De voorzitter overweegt dat deze procedure zich niet leent voor het beantwoorden van de vraag of de raad van de juiste ligging van de geurcontour is uitgegaan en dat het niet uitgesloten is dat het beroep van [verzoekster sub 2] kan slagen. Onder deze omstandigheden ziet de voorzitter aanleiding, bij afweging van de betrokken belangen, om bij wijze van voorlopige voorziening het bestreden besluit voor zover het betreft het plandeel met de bestemming "Woongebied" te schorsen in afwachting van de behandeling van het beroep in de bodemprocedure. Tevens ziet de voorzitter aanleiding om bij wijze van voorlopige voorziening het ten noordoosten van het bedrijf van [verzoekster sub 2] gelegen plandeel met de bestemming "Groen" bij wijze van voorlopige voorziening te schorsen gelet op de samenhang met het plandeel met de bestemming "Woongebied". Gelet hierop behoeven de overige gronden van [verzoekster sub 2] geen bespreking meer, hetgeen eveneens geldt voor de gronden van [verzoeker sub 1] nu deze ook betrekking hebben op het plandeel met de bestemming "Woongebied".

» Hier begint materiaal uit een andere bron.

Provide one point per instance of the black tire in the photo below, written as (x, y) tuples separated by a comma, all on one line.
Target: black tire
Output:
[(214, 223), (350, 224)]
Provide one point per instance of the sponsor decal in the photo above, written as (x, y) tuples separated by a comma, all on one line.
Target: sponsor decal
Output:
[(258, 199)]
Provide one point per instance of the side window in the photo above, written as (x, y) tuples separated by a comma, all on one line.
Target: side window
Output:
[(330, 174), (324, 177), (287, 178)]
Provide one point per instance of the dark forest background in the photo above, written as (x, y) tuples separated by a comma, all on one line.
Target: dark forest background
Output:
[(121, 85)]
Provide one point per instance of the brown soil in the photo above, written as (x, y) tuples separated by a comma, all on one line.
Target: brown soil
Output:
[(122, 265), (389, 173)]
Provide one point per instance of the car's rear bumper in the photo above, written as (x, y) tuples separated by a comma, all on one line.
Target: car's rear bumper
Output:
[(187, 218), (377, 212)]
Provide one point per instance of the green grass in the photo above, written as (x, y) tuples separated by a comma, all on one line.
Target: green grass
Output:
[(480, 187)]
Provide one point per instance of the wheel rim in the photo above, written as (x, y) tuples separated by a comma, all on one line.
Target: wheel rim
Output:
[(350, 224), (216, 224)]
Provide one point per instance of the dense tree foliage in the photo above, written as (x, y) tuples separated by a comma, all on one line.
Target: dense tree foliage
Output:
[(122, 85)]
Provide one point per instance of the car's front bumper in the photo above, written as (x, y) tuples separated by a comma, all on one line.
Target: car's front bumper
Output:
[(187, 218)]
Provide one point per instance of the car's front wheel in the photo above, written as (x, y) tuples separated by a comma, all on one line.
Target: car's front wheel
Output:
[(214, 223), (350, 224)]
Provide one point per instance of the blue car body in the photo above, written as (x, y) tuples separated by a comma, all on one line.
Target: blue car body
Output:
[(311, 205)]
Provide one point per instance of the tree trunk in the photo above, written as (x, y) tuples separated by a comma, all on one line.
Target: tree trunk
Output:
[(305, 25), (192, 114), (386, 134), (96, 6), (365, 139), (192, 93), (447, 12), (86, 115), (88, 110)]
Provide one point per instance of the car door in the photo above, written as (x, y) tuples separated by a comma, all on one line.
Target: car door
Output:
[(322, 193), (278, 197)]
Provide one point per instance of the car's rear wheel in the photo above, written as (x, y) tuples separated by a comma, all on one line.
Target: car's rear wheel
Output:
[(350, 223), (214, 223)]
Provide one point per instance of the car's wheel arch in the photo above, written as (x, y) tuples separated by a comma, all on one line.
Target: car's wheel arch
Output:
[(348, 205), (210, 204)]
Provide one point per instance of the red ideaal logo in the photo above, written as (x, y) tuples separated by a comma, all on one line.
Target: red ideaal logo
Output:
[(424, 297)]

2.8. De raad dient op de na te melden wijze tot vergoeding van de proceskosten te worden veroordeeld.
De voorzitter van de Afdeling bestuursrechtspraak van de Raad van State:
I. schorst bij wijze van voorlopige voorziening het besluit van de raad van de gemeente Voorst van 29 november 2010, kenmerk 2010-12704, voor zover het betreft het plandeel met de bestemming "Woongebied" en het plandeel met de bestemming "Groen" gelegen ten noordoosten van het bedrijf van [verzoekster sub 2];
II. veroordeelt de raad van de gemeente Voorst tot vergoeding van in verband met de behandeling van de verzoeken opgekomen proceskosten ten aanzien van:
- [verzoekster sub 2] tot een bedrag van € 914,71 (zegge: negenhonderdveertien euro en eenenzeventig cent), waarvan € 874,00 is toe te rekenen aan door een derde beroepsmatig verleende rechtsbijstand;
- [verzoeker sub 1] tot een bedrag van € 40,71 (zegge: veertig euro en eenenzeventig cent);
III. gelast dat de raad van de gemeente Voorst aan verzoekers het door hen voor de behandeling van de verzoeken betaalde griffierecht ten bedrage van € 152,00 (zegge: honderdtweeënvijftig euro) voor [verzoeker sub 1] en € 302,00 (zegge: driehonderdtwee euro) voor [verzoekster sub 2] vergoedt.
Aldus vastgesteld door mr. R.J. Hoekstra, als voorzitter, in tegenwoordigheid van drs. M.H. Kuggeleijn-Jansen, ambtenaar van staat.